Где-то слева в тумане сверкнула искра, как будто там ударили по кресалу, и посреди парка с опадающим грохотом разорвался снаряд.

Из низины нащупывающими очередями забили пулеметы.

– Идите ко второму орудию, – приказал Ермаков Прошину. – Вдвоем нам делать здесь нечего. И запомните: без приказа не стрелять!

– Окружают, да? – подавленно спросил Прошин. – Неужели кольцо?

Он подчеркнуто старательно зашагал через кусты, странно пружиня ноги, не пригибаясь, точно смелостью этой хотел искупить недавнюю свою растерянность.

Ермаков раздраженно крикнул:

– Бегом!

Его раздражала наивная неопытность лейтенанта, его неуклюжая молодость, неумение понимать все с первого слова.

Немецкие пулеметы, не переставая, работали в низине, трассы вылетали оттуда, врезались в землю возле площадки орудия. Стрельба в низине усиливалась; в нее влились тонкие строчки автоматов; тяжелые мины начали рваться на улочках деревни – дважды со скрежетом сыграл шестиствольный миномет.

Вся низина и река были затянуты серым туманом, и за рекой, впереди, невидимо приближаясь, тихо рокотали моторы то ли автомашин, то ли бронетранспортеров. Тот же звук, и выстрелы, и угадываемое на слух движение ощупью возникали слева и справа и, кажется, за спиной, и Ермаков понял, что это действительно суживалось колечко, сквозь которое пролезать надо было головой. Как ни был осторожен Бульбанюк, каким ни считался он расчетливым, свершалось то, чего нельзя было предусмотреть.

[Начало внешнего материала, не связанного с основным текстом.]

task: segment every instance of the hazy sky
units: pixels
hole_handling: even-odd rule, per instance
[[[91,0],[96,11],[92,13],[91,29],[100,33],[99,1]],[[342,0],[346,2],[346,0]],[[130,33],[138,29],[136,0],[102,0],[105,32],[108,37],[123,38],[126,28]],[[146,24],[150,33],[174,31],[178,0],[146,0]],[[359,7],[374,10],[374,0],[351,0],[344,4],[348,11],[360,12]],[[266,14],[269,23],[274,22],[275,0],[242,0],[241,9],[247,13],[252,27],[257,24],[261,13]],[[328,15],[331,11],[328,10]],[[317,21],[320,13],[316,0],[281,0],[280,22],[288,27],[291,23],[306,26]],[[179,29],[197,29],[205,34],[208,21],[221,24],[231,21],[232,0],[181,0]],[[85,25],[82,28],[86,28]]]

– Это не танки, товарищ капитан, – сказал один из сержантов Березкиных (Николай или Андрей, так он и не научился их различать), – танки по-другому…

И в глазах его засветились горячечные огоньки.

Никто не ответил; все смотрели в туман, туда, где был мостик. Эти почти незнакомые Ермакову люди в запачканных глиной шинелях, с воспаленными лицами вдруг ощутимо ближе стали ему сейчас; двое солдат ненужно протирали чистые снаряды, большие руки, натруженные за ночь, тряслись.

Торопливо сдваивая, заработала скорострельная пушка. Прерывистые трассы блеснули из тумана там, где был мостик, широкий силуэт выдвинулся к реке, и следом второй силуэт появился в белой мгле рядом.

– Бронетранспортеры, – сказал Березкин. – Это они…

Смутные живые фигурки забегали по берегу, близко рассыпались автоматные очереди, несколько человек, разбрасывая на бегу вспышки, тенями замелькали через мостик. И тотчас навстречу им зачастил, захлебываясь, «максим» на околице.

«Ду-ду-ду… а-а-а!» – послышалось оттуда смешанное и протяжное.

– По левому бронебойным! Наводить точнее! Огонь!.. – скомандовал Ермаков, ощущая жгучий азарт: смазать, смазать его с первого снаряда!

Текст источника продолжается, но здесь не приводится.